There have been (at least) two views on the origin of
inertia (instantaneous opposition to acceleration, or to
rotation, of a "material" object). Inertia has been assumed
to be an essential property of "matter" or, according
to Mach, a property that originates "externally", as
a linkage among all the "matter" (_and fields?_) of
the universe.
According to Mach a single object, in an empty universe,
should be devoid of inertia. And inertia is, according to
Mach, a sort of asymptotic function of the surrounding matter,
or of the gradually surrounding matter. According to Mach
(if I remember well) an empty universe cannot exist, and
a single object in an empty universe cannot accellerate,
and cannot rotate. (According to GR empty and rotating
universes do exist, they make sense. Taub, Goedel, that
sort of universes.)
According to Mach whether one regards acceleration (or
rotation) as a motion of a specific object, or as a
"counter" motion of the surrounding matter, is _arbitrary_.
(As Mike was, perhaps, saying).
The problem is, however, that inertia (as a reaction force
to acceleration, or rotation) occurs at the same moment
that acceleration, or rotation, is applied to the
specific object. Thus, Mach principle should imply
a sort of instantaneous back-reaction propagating field,
from the distant stars to the specific object, involving
superluminal velocities. (As Hal was, perhaps, meaning).
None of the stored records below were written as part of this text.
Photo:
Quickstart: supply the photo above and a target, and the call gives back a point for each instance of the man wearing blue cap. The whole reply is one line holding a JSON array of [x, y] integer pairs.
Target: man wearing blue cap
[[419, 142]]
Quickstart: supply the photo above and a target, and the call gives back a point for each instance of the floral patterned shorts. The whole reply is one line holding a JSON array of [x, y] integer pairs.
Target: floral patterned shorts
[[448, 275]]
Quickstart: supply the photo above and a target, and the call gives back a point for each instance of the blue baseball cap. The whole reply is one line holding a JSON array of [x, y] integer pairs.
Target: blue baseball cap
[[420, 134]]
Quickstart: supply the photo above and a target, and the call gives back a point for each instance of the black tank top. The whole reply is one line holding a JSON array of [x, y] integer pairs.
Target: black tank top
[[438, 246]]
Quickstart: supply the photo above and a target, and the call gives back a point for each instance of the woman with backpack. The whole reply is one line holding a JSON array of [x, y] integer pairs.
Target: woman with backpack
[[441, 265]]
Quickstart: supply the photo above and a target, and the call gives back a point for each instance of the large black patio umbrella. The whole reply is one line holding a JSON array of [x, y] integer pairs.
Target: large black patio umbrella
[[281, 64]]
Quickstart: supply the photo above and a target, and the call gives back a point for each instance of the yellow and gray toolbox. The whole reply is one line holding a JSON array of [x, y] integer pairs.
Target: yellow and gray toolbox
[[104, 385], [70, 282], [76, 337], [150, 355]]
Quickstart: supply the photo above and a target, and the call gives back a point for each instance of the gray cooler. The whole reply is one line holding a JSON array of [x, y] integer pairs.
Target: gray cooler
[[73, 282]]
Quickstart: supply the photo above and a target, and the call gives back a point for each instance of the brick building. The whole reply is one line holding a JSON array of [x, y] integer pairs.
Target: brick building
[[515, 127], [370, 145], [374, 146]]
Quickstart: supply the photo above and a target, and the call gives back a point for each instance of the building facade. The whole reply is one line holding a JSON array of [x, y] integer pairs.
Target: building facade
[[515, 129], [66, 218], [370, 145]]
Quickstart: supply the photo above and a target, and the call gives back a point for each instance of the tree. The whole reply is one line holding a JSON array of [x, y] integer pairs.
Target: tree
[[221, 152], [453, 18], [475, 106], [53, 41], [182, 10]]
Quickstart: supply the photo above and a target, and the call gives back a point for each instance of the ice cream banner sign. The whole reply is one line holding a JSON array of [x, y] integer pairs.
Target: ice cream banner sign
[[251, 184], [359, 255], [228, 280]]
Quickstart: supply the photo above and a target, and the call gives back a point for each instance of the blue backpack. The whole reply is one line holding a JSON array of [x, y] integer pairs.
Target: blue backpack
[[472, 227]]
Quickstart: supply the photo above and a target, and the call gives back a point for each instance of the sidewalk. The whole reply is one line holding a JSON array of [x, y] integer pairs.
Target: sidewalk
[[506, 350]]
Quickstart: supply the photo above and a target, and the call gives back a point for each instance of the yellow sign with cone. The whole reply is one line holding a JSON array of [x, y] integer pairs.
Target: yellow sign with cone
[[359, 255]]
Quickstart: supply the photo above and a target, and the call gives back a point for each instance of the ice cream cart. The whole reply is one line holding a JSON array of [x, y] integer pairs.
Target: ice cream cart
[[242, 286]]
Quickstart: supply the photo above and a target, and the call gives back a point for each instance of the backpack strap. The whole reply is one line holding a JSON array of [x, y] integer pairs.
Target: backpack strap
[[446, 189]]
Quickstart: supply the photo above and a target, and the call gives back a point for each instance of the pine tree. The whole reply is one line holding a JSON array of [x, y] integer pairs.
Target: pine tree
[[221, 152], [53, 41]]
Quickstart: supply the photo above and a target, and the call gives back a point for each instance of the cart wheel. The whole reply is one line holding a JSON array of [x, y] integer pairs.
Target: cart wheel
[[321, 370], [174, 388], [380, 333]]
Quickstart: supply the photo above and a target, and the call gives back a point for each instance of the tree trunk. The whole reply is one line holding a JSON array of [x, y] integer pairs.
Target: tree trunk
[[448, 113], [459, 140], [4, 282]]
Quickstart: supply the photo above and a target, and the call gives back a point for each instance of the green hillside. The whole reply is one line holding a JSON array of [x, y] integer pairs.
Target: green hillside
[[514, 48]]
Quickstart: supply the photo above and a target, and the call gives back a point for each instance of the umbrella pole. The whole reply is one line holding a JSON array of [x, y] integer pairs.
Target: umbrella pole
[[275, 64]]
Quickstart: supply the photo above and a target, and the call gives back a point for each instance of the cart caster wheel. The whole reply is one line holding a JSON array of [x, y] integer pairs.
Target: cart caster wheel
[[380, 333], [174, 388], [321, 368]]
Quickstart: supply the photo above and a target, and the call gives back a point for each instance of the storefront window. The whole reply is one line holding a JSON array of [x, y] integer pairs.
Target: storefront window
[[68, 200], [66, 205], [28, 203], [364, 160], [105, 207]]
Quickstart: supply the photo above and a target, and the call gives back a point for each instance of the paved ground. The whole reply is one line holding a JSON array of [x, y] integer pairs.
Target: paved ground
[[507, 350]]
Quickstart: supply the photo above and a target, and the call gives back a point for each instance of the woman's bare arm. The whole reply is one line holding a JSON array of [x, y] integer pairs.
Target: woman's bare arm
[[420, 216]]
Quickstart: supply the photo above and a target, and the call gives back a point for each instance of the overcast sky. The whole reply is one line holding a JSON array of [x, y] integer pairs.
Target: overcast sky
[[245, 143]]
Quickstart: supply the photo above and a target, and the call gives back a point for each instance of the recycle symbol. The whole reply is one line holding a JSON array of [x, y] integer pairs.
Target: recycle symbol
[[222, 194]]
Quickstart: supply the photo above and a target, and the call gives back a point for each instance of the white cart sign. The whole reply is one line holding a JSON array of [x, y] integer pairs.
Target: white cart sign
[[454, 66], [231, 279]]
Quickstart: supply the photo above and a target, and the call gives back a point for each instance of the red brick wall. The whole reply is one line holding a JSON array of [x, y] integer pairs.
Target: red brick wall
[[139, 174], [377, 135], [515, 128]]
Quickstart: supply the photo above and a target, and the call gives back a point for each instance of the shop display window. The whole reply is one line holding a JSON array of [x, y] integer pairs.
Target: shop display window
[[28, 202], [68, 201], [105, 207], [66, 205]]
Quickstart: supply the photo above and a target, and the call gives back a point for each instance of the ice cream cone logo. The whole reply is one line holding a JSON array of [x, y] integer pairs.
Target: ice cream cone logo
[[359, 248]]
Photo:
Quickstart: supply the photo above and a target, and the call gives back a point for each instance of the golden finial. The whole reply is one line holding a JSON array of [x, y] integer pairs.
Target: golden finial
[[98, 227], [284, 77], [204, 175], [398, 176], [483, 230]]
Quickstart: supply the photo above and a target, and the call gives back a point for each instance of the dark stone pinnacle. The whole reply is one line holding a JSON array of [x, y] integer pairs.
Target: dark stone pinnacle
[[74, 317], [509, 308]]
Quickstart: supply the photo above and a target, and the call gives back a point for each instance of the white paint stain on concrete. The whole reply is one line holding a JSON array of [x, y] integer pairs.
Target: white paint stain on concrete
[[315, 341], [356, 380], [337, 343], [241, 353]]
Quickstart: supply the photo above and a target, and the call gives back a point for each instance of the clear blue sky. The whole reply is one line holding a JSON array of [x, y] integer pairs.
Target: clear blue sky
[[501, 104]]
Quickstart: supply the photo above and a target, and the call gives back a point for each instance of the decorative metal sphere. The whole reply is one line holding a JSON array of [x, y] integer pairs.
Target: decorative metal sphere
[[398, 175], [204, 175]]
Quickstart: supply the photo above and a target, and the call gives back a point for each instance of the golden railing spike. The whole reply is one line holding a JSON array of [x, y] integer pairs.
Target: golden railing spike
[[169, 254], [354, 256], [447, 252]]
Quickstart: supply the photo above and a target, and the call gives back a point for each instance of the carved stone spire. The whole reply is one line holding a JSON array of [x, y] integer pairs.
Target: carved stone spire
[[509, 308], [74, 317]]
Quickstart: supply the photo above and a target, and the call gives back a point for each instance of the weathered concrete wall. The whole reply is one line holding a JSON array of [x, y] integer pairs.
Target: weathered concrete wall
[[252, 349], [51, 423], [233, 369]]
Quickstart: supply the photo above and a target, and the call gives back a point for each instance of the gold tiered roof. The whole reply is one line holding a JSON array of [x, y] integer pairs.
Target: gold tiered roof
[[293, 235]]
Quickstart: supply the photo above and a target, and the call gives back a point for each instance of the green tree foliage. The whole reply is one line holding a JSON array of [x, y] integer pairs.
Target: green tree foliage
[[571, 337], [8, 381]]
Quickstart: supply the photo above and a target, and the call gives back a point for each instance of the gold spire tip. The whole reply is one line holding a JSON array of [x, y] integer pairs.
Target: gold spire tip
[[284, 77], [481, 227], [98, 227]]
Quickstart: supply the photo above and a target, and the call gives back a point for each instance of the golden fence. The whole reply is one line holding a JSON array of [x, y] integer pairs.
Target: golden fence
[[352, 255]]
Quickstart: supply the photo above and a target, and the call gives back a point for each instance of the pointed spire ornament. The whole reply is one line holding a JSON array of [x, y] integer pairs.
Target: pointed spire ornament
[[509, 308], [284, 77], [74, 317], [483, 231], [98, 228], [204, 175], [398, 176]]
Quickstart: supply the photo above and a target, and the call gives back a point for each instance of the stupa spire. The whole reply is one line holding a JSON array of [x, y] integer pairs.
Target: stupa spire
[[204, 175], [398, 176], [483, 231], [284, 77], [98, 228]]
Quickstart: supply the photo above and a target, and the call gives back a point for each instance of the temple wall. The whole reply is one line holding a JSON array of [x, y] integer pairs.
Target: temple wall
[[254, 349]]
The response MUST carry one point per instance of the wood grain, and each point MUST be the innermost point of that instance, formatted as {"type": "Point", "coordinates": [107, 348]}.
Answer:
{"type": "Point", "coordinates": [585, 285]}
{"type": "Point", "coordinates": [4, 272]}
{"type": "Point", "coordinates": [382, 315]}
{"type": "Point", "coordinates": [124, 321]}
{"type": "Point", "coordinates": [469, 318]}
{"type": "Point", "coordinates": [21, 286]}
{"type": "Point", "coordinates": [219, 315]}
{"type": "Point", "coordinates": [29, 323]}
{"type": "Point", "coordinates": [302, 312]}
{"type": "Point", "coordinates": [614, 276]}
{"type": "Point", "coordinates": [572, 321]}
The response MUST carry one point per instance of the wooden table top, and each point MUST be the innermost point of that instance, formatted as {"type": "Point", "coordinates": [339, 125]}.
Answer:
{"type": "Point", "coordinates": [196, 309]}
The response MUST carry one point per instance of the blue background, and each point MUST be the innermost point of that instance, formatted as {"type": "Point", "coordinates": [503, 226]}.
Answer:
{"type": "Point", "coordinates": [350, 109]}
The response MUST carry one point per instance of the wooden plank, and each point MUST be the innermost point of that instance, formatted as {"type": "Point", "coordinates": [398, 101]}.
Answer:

Something like the advanced vs. retarded Dirac-Feynman-Wheeler
radiation fields. Or something like the advanced vs. retarded
actions between two photons, entangled in a singlet,
according to Klyshko, or Shumacher, or Bennett, sometimes
known as "ghost" effects.
But it is late now. And I've lost what I was going to
say (if anything). And I realize that the above is
already known by anyone!
:-)
Ahhh, I was going to talk about the "Sakharov drive".